If you don’t see any better performance understand that dropping your vCPUs didn’t hurt the process, even if it didn’t help it much. There is a documented penalty for over committing vCPUs to VMs either way.
-
Ok, I found the issue I was having with logging in. I had about 5 storage nodes enabled on the home screens graph, Once i disabled those I was able to login immediately. The submit a task still takes about 1 minutes or 2 but its allot better!
Thanks
-
@greg-plamondon OK it WAS the dashboard doing it to you.
I still think you can optimize your FOG install more. BUT if your issue is addressed then you can save that activity for another time. Switching over to php-fpm should lower the vCPU requirements too. BUT the biggest driver for performance was lowering the check in time to once every 5 minutes especially with 300+ nodes.
-
@george1421
I would love to optimize our FOG install if you have the time to tell me what to do.Thanks!
-
@greg-plamondon Here is a thread I was working on to see if moving to a dedicated php engine (php-fpm) over letting apache just do it, helped any. At the time I didn’t have the volume of check-ins needed to see if there was much of a change. I could tell from the responsivness of the web gui that php-fpm was working correctly. Also adding memcache would help with caching session data in memory over writting it to disk.

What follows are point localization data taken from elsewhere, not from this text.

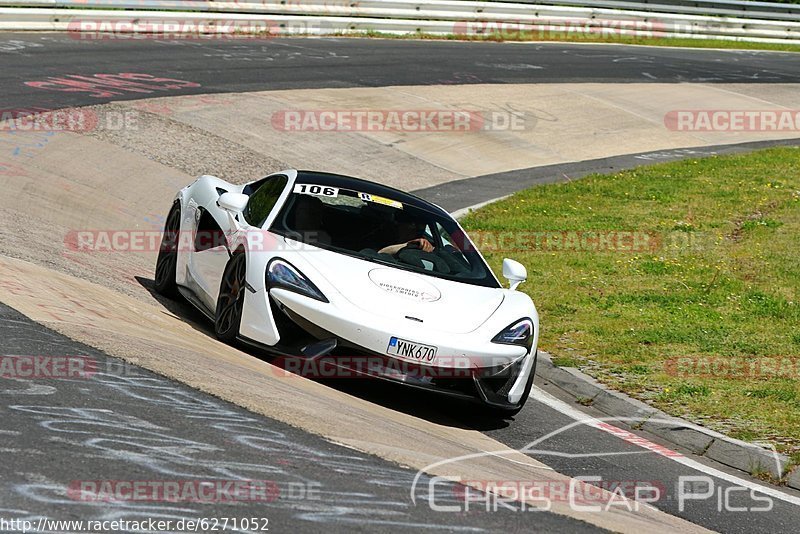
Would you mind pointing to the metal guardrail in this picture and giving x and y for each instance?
(603, 17)
(735, 8)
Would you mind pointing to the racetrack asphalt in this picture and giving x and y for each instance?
(50, 456)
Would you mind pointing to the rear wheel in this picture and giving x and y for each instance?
(228, 315)
(167, 262)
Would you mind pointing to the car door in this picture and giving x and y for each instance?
(214, 230)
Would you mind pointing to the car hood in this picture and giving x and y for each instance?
(444, 305)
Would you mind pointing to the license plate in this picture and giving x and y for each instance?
(410, 350)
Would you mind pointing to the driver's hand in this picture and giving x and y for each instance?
(422, 243)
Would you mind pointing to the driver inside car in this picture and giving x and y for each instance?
(409, 232)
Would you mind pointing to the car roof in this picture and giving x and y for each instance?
(366, 186)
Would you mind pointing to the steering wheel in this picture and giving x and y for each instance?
(415, 257)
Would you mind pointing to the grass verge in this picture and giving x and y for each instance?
(576, 37)
(678, 284)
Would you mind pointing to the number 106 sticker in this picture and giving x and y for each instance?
(319, 190)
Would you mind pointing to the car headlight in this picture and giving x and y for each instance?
(281, 273)
(517, 333)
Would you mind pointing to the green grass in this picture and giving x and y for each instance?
(718, 283)
(630, 40)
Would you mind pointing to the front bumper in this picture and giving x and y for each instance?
(499, 384)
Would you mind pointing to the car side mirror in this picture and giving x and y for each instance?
(233, 202)
(514, 272)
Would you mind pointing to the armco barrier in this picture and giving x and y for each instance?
(738, 20)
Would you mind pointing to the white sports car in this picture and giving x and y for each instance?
(360, 277)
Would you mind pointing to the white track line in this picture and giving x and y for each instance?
(572, 412)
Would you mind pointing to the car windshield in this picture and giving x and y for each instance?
(381, 229)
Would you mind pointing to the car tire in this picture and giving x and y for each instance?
(167, 261)
(230, 302)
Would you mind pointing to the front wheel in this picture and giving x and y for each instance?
(167, 261)
(228, 315)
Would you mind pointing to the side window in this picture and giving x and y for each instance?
(209, 235)
(263, 200)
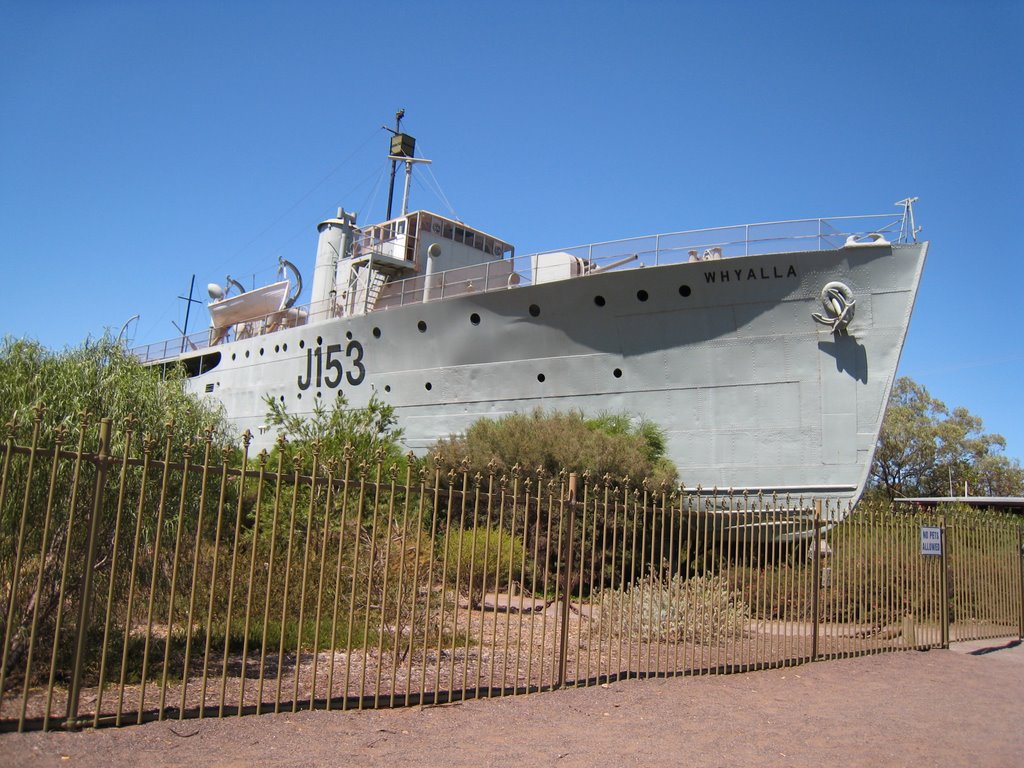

There is two parts here php-fpm and memcache.
https://forums.fogproject.org/topic/10717/can-php-fpm-make-fog-web-gui-fastBeyond that I feel that mysql database could also use some tuning to help with performance. But that is a personal feeling without a solid basis of evidence.
-
@greg-plamondon said in Login takes 5minutes+:
I forgot to mention that the Fogserver is also handleing dhcp for 4 subnets.
Ok, gotta say it… You should put MySQL onto a dedicated VM, and point the FOG Web Server to it instead of the local one. Separate out stuff like this to scale horizontally (more VMs) instead of vertically (bigger VMs).
-
@george1421 Well done! Great you followed this so closely. Lot’s good advices…
-
@lpetelik said in Login takes 5minutes+:
following for more solutions.
I wanted to tell you that you can disable the graph for all of the storage nodes, and this really does make login pretty snappy, but of course with this you no longer have graphs for all the nodes on the dashboard. With graphs disabled, you can still see tasks in Task Management.